1 large bangus, scraped, cleaned and loosely pounded with flat side of a knife
3 cloves of garlic, minced
1 onion, chopped
2 tomatoes, diced
1 egg, beaten
¼ cup lemon juice
1 small carrot, finely chopped
¼ cup soy sauce
4 tablespoons cooking oil
ham, finely chopped
salt, to taste
Scale and remove the intestines of the bangus. With a very sharp knife, remove the meat of the fish from the inside. From the skin through the opening cavity below the head. Remove the spine by snapping off the bone at the base of the tail and head. Use a long spoon to scrape all the meat from the skin.
In a medium bowl, marinate the skin in lemon juice, soy sauce and pepper.
In a pot boil bangus meat in ½ cup of water with salt for 5 minutes.

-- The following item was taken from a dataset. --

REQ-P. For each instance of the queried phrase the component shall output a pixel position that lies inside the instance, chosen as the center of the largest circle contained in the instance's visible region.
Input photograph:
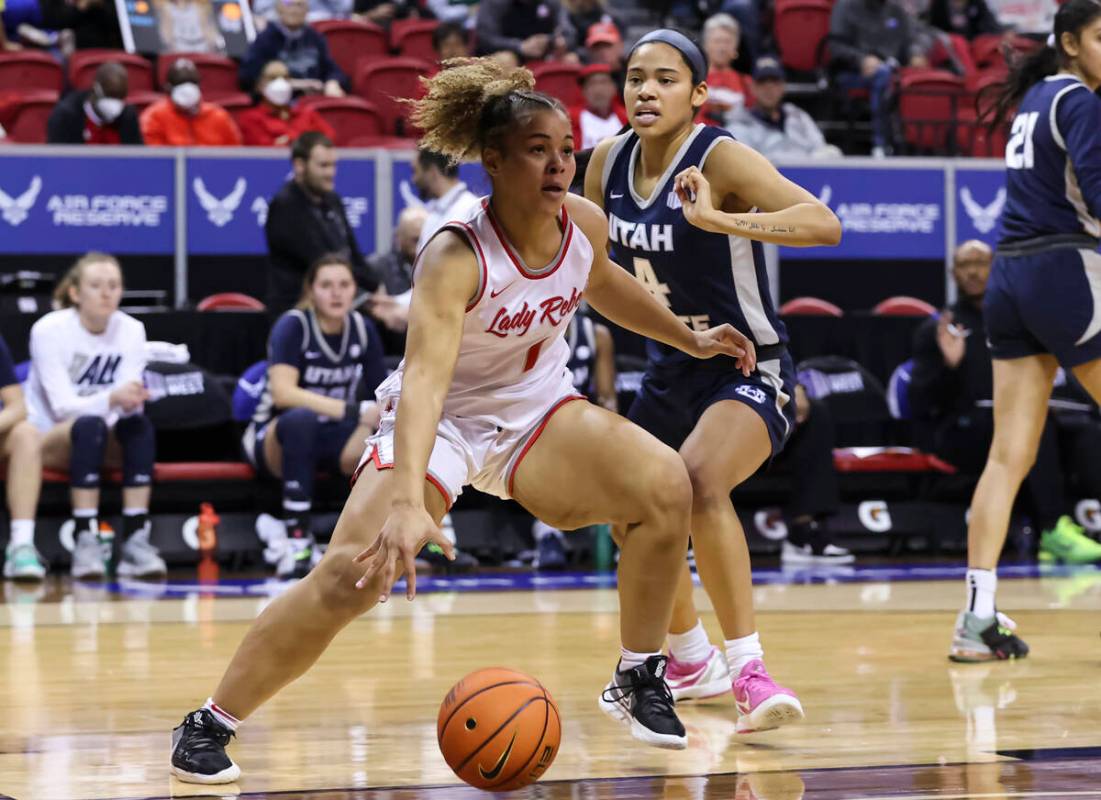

In a skillet or wok, sauté the garlic and onions until slightly brown then add the tomatoes and carrots. Cook until tender. Add the chopped ham, cooked peas, raisins and the bangus meat to the mixture. Cook for an additional 5 minutes. Salt and pepper to taste. Add beaten egg to the sauté. Mix well. Stuff mixture inside the bangus skin and head. Sew the cavity. Fry in oil until golden brown. Slice diagonally and serve.